Cronaca

Pesca oltre cinque chili di datteri nel parco marino protetto: denunciato sub

E' andata male ad un pescatore non professionista che si è visto sequestrare i molluschi dagli agenti della squadra nautica della Questura di Lecce, impegnati durante il weekend nel pattugliamento della costa ionica, precisamente a Porto Cesareo

PORTO CESAREO - E' andata male ad un sub non professionista che si è visto sequestrare oltre 5 chili di datteri di mare dagli agenti della squadra nautica della Questura di Lecce, impegnati durante il weekend nel pattugliamento della costa ionica, soprattutto nell' area marina protetta del Parco di Porto Cesareo.

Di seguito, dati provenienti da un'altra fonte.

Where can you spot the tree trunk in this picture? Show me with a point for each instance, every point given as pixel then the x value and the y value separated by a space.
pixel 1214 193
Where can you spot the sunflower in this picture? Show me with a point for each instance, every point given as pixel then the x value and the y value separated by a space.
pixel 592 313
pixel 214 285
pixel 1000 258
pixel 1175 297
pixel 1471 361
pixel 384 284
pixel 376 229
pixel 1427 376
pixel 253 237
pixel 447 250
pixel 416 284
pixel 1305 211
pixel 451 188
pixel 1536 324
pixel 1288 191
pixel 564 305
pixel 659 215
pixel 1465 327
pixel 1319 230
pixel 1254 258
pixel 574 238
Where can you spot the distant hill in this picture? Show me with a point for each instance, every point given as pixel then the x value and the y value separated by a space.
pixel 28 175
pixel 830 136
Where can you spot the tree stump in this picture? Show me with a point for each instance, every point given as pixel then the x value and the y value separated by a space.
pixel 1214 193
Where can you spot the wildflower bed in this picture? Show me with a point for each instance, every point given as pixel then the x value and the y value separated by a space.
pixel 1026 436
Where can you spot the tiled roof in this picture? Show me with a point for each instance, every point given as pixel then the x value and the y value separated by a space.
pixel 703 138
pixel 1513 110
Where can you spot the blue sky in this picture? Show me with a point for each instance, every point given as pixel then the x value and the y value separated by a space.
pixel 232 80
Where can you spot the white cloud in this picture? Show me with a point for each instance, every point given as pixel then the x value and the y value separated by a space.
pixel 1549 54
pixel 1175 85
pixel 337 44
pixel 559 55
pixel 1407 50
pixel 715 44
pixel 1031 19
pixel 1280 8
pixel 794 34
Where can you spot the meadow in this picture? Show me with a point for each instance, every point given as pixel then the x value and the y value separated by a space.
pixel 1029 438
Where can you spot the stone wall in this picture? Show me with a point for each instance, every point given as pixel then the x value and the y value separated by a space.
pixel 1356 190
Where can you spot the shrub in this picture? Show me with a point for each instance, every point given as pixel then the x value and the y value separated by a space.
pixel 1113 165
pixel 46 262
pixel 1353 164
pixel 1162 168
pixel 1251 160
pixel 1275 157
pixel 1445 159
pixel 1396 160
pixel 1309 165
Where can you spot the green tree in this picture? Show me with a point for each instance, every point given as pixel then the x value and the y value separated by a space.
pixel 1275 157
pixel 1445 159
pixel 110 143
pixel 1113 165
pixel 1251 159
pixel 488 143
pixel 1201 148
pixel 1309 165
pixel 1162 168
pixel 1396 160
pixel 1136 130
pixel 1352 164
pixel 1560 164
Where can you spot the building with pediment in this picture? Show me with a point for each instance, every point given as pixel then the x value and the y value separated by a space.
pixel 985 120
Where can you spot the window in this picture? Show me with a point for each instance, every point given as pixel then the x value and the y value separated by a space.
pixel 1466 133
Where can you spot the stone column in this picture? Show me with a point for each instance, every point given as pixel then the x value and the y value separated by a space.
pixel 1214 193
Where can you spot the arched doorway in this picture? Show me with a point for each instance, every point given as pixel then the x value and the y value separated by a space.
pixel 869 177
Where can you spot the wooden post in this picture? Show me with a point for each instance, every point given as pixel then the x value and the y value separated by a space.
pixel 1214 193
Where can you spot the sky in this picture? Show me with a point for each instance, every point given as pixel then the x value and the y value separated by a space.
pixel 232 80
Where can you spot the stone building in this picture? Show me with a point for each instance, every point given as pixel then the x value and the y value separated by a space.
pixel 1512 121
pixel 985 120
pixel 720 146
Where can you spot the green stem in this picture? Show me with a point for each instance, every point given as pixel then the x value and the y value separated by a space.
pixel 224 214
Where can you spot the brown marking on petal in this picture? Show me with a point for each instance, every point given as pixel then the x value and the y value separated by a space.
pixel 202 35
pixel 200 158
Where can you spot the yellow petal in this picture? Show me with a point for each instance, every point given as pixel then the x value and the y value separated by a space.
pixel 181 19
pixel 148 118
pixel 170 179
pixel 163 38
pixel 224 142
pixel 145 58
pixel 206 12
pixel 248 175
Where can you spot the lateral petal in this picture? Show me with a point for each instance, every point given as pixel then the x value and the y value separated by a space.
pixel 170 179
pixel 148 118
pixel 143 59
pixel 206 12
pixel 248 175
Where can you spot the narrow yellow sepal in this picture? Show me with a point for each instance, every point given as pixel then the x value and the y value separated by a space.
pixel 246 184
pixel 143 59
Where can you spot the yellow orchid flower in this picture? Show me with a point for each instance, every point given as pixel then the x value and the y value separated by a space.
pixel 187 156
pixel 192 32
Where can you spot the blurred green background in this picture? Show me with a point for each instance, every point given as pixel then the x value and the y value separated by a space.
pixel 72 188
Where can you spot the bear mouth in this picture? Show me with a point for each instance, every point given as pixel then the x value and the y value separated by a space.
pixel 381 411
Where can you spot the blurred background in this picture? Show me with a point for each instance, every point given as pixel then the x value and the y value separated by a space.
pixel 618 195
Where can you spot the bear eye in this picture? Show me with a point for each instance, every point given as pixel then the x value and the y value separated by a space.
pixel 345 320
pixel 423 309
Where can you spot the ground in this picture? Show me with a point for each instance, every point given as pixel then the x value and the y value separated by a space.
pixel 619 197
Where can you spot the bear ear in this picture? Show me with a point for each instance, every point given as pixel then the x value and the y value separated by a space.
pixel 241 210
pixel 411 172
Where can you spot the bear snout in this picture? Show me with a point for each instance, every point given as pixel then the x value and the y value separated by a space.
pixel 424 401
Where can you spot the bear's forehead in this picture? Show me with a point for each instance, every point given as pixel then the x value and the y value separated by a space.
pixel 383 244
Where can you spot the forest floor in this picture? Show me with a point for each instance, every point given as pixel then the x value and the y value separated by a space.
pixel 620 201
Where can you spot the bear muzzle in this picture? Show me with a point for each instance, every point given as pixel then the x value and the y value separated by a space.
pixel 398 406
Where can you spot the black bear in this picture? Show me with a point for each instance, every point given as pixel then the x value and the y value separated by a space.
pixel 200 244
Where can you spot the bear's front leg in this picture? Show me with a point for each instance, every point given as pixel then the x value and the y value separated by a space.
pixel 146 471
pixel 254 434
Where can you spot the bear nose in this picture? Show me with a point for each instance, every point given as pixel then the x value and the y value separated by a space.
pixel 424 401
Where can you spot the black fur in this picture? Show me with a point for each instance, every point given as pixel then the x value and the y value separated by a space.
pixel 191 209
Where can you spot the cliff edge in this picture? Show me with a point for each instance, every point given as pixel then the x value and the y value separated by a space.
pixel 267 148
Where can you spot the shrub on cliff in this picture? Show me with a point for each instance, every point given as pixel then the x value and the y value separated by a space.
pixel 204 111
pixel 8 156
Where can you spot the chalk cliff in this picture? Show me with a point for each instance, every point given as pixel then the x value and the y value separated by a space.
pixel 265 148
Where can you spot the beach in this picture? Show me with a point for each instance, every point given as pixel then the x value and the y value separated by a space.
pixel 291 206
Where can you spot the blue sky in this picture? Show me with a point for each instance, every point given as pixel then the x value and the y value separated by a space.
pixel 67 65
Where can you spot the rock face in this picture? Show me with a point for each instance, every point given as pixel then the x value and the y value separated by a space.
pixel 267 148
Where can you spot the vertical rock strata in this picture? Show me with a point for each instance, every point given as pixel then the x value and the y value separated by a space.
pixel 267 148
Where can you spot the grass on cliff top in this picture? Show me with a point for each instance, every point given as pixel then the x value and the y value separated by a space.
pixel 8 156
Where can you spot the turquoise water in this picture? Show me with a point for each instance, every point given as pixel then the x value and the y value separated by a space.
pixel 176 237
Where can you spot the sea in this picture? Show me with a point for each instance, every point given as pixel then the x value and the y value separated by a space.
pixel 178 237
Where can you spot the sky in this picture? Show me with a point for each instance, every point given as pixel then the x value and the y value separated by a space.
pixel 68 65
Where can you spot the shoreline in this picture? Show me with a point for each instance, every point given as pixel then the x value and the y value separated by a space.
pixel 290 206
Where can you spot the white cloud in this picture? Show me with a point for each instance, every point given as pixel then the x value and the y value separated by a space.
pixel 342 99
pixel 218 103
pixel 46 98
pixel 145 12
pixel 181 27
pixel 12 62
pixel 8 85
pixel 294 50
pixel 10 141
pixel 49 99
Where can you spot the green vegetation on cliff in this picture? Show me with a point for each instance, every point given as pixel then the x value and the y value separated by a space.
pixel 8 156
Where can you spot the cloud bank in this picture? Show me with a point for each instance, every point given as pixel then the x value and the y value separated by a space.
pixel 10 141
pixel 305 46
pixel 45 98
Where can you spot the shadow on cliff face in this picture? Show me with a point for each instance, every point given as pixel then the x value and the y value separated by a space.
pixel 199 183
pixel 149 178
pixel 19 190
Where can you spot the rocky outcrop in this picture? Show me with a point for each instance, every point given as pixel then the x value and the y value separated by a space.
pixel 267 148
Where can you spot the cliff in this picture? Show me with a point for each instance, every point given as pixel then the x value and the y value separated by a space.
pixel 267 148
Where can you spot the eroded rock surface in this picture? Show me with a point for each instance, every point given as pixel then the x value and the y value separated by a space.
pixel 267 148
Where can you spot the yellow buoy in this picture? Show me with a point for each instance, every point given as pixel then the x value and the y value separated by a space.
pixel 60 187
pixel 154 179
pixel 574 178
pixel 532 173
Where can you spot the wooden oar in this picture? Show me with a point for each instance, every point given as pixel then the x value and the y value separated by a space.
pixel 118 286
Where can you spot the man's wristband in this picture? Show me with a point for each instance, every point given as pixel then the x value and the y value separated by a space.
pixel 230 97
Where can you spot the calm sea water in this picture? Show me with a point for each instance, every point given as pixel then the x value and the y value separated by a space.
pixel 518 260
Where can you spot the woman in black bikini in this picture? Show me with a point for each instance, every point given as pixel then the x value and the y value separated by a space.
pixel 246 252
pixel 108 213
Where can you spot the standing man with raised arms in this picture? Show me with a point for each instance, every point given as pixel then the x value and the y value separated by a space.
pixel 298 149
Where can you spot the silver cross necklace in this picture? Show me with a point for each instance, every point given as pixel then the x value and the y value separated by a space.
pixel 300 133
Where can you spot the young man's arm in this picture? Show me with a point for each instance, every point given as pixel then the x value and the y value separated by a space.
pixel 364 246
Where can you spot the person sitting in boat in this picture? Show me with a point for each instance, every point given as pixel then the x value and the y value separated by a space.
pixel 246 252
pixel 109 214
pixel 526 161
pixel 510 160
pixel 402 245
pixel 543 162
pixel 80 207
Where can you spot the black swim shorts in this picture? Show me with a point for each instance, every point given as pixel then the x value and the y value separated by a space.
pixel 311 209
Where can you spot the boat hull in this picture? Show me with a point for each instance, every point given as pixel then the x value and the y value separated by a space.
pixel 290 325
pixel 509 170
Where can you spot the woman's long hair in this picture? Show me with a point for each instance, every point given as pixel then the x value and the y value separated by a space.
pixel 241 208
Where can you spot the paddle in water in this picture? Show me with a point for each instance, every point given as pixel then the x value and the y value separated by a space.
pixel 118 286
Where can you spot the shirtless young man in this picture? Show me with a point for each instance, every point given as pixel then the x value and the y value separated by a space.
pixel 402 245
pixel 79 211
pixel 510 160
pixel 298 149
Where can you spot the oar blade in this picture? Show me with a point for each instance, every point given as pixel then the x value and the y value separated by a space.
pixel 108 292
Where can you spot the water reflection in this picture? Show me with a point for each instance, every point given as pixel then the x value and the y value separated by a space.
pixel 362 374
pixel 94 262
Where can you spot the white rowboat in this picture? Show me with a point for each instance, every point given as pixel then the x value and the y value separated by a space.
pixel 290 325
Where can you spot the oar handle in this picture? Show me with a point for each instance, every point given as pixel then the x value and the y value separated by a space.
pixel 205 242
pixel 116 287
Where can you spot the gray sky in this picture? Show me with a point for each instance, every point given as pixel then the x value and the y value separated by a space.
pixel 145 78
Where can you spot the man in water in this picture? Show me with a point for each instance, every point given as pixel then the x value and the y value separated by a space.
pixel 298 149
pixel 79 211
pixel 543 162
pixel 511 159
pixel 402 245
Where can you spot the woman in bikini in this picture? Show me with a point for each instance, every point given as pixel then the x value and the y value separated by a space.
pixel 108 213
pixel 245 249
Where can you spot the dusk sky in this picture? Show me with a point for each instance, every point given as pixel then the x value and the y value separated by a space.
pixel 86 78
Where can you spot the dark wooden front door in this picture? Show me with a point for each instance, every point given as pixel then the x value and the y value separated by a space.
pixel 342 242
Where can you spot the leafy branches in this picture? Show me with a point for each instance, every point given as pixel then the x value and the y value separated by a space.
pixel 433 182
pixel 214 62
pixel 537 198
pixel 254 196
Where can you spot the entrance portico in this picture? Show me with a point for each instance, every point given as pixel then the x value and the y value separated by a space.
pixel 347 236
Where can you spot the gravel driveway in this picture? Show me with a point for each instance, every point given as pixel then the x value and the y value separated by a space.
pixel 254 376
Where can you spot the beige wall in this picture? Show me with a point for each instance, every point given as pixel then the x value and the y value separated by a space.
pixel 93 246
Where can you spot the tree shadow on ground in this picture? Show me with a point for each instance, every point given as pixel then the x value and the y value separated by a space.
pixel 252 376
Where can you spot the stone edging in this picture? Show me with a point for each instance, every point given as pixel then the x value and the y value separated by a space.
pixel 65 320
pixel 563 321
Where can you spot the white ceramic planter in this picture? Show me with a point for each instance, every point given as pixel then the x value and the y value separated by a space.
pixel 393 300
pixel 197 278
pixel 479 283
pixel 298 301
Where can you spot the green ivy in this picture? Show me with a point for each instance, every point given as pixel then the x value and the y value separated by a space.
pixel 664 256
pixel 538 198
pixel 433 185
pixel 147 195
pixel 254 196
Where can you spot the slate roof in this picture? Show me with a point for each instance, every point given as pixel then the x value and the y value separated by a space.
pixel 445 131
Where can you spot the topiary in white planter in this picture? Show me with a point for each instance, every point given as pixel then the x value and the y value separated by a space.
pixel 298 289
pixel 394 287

Proprio da quelle parti la polizia ha sorpreso un 34enne con all’interno 5,408 chilogrammi di molluschi della specie “Lithopaga Litophaga”, comunemente noti come “datteri di mare” di cui è vietata la pesca a tutela del sottofondo marino. Per questo il sub è stato denunciato all'autorità giudiziaria. Gli agenti hanno poi proceduto al sequestro dell’attrezzatura del sub e del pescato, su disposizione del magistrato di turno distrutto con lo schiacciamento e poi con la dispersione in mare.

L’estrazione dalle rocce del mollusco, oltre a produrre seri danni alla biodiversità marina, poiché uccide una specie che cresce molto lentamente e si riproduce con difficoltà, rende necessaria la rottura degli scogli all’interno dei quali ha il suo habitat, rottura che produce una versa “desertificazione” del tratto interessato al tipo di pesca.